The clearest illustration of the bargain, and its costs, is the Railway question. Alex's second thread made the point that the Thiruvananthapuram and Palakkad divisions run trains at occupancies of 140 to 150 percent, generate some of the highest passenger revenue per kilometre in the country, and are rewarded with the oldest rolling stock in the network. The Vande Bharat arrived late and short. The doubling of the line between Ernakulam and Shoranur has been promised across four governments. The Sabari rail project is older than many of the people who will eventually not use it.
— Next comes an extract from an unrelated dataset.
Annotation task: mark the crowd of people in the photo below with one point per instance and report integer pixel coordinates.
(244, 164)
And still the trains fill. Passengers wedge themselves into general compartments at Shoranur Junction and pay the fare. The institution takes the loyalty for granted, because it can. This is the underside of public trust: it is exploitable, and the Indian state knows how to exploit it.
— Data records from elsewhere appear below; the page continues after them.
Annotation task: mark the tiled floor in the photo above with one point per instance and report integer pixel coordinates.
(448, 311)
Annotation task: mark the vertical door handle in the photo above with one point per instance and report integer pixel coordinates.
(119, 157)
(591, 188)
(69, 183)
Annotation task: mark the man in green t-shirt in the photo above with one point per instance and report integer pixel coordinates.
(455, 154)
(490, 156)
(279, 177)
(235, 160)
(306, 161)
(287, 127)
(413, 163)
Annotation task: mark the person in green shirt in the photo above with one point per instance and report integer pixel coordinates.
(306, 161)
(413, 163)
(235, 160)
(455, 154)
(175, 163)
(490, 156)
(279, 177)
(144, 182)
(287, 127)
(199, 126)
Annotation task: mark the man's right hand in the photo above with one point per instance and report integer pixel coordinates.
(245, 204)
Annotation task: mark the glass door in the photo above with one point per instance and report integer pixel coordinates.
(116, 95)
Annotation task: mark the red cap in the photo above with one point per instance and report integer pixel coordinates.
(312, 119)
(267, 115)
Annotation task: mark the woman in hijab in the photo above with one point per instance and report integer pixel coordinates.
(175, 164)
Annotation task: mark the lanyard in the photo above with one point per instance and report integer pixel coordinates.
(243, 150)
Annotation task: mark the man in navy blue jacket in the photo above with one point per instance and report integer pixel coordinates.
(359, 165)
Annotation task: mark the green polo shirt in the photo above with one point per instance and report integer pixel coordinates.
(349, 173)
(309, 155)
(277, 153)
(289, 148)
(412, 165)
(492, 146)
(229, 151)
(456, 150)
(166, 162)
Why, then, does Kerala not defect? Why does the queue at the post office not collapse the moment Amazon offers same-day delivery, which it now does in Kochi? Part of the answer is that platform capitalism makes a particular trade. It offers speed in exchange for the surrender of recourse. The Amazon package arrives faster, but the customer-service chatbot is a wall. The Uber ride is summoned in two minutes, but the driver's grievance with the algorithm is no one's problem. The private app gives you the transaction and takes away the relationship.
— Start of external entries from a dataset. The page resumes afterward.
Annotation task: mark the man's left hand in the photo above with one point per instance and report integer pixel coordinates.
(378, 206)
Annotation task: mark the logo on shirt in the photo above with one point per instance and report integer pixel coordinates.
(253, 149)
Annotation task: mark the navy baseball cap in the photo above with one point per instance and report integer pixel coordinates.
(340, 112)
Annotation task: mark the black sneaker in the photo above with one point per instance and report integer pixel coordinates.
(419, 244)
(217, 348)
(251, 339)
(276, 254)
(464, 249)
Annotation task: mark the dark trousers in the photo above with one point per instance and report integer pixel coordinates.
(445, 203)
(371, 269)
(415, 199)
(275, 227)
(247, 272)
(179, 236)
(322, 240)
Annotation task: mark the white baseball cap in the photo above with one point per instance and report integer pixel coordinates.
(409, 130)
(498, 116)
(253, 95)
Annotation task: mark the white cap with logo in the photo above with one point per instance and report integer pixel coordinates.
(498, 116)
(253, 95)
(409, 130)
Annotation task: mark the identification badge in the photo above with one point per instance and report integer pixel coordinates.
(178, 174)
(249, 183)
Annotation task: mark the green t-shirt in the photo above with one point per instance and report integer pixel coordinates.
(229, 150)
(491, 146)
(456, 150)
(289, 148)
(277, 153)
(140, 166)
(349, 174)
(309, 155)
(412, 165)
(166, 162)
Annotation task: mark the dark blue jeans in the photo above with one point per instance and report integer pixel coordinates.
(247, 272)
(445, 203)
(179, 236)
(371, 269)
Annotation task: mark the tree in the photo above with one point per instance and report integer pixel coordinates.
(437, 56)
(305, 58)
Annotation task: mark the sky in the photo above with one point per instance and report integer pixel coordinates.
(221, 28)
The public institution, in its slow and irritating way, owes you something. The post office has a postmaster who can be visited. The BSNL exchange has an engineer with a name. The KSEB section officer can be cornered at a temple festival. This is not efficiency. It is accountability of a kind that the consumer-protection statutes of the platform economy have not yet figured out how to replicate, and may not want to.
Whether this bargain holds for another generation is an open matter. The Malayali who grew up sending Speed Post from a Gulf town is being succeeded by one who has never used a landline. The cooperative bank's clerk is being replaced by a UPI screen. The state government's recent budget documents show the strain of keeping the old machinery running while financing the new.
But for now, in the post office in Malappuram, the envelope is stamped and goes into the bin marked Sharjah. The clerk closes the counter at four. Outside, a red KSRTC bus, sixteen years on the road, takes the corner towards Manjeri without dignity but without failing. None of it is a model. All of it is what happens when a society decides, against the prevailing wisdom, that the institutions it built are not someone else's problem.
The rest of the country, having decided otherwise, will eventually have to answer for what it threw away.